1. The defendant's appeal is dismissed.

2. The costs of appeal shall be borne by the Defendant.

Purport of claim and appeal

1...

Reasons

1. The reasoning of the judgment by the court of first instance is as follows, except for the modification of Article 3(3) (No. 4, No. 11, and No. 17) of the judgment by the court of first instance, and therefore, it is identical to the reasoning of the judgment by the court of first instance. Thus, it is acceptable to accept

2. The modified part;

A. As to the assertion that a person has a title to possession, the Defendant of statutory superficies under the customary law (1) is the Defendant of the legal superficies: C. C. 407m2, D. 1,808m2, E. 46,810m2 (hereinafter “each land of this case”).
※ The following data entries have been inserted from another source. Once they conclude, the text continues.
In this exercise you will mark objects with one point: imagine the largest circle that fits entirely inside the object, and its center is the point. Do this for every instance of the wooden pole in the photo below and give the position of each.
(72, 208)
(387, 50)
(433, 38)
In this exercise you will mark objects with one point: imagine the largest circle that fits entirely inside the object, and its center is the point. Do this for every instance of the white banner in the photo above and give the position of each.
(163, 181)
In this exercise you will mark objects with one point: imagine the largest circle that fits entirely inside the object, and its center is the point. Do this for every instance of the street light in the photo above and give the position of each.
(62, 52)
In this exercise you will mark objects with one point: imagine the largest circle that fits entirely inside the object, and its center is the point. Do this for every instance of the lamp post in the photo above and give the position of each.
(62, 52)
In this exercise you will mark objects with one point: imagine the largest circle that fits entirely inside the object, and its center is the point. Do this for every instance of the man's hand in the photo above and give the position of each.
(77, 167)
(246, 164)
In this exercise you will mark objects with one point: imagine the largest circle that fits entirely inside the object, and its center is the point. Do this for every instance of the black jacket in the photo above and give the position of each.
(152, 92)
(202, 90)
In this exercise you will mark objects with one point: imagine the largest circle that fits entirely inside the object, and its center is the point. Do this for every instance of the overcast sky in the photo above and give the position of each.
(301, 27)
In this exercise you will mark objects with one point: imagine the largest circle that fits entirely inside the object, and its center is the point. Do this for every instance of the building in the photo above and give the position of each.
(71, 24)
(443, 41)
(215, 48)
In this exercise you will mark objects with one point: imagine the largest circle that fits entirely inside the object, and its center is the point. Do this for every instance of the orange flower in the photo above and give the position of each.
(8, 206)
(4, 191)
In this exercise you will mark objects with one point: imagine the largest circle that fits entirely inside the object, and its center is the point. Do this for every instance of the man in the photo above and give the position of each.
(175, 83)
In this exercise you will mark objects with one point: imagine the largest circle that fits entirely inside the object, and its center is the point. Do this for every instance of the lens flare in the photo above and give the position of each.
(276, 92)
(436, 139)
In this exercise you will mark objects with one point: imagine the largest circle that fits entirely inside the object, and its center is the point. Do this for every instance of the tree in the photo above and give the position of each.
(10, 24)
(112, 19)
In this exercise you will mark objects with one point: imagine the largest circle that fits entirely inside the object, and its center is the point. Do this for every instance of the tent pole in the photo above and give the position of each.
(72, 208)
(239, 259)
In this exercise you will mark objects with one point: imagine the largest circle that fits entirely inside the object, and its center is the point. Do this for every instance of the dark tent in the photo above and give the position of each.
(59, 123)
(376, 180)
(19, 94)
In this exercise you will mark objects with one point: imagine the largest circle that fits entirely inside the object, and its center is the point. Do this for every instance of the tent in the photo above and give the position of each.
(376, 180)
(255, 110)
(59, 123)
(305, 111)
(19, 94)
I and J, the owner of which was K (hereinafter referred to as “instant inspection”)

Since L acquired legal superficies under the customary law on each of the instant land for the possession of the instant temple, the Defendant asserts to the effect that L succeeded to the legal superficies under the customary law with the instant temple. However, the evidence submitted by the Defendant alone is insufficient to acknowledge the fact that I and J newly built the instant temple and donated it to L, and there is no other evidence to acknowledge it. Rather, considering the overall arguments in the evidence No. 1-2, No. 2, No. 2, No. 2, No. 3, No. 3, and No. 18, I and J completed the registration of ownership transfer on December 24, 1969 with respect to each of the instant real estate on the ground of sale on December 19, 1969, since the instant temple continued to purchase them on the ground that it acquired them on December 19, 1940, the Defendant asserted to the effect that each of the instant land was occupied by the Defendant’s intention to occupy the superficies and each of the instant temple, which is one of the instant temple’s possession after the instant temple.

However, regarding the land of another person.